In addition to selling coffee and other goodies, the Seward will now host what Sign calls “white punk shows, Southside shows” throughout the spring. They want to turn the cafe into a vehicle for wealth redistribution. “We're working on event documents that say how much it would be to rent the space, and here's what we will take in trade or goods. We want all your offers. It doesn't have to be capital,” they say, while adding that they feel good about accepting money offers from white people who want to use the building. “That money will go towards QTBIPOC-focused events, because we know that marginalized communities need that to be free.”

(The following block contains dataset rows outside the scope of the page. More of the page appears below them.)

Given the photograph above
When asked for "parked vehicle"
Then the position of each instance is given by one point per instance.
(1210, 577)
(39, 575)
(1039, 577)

Sign says that once the latest iteration of the cafe gets off the ground, the new crew hopes to turn it into an events space to host skill shares, art creation events, workshops, and concerts outside of regular business hours. New staff are hired with the understanding that they will work half-time as baristas and spend their other hours working to improve the cafe and its role in the community, Sign says, whether that means picking up social media responsibilities, organizing events, working in the garden, or any other projects they're excited about.
“I want to just offer to people something that sparks that fire in them to be like, ‘Oh, wait a second. There's more than this bullshit box inside of a box inside of a box that's just cutting down trees to make money for more boxes,’” they say. They’re starting with the cafe to build on elements of a long history of cooperation to create something they believe in for the future.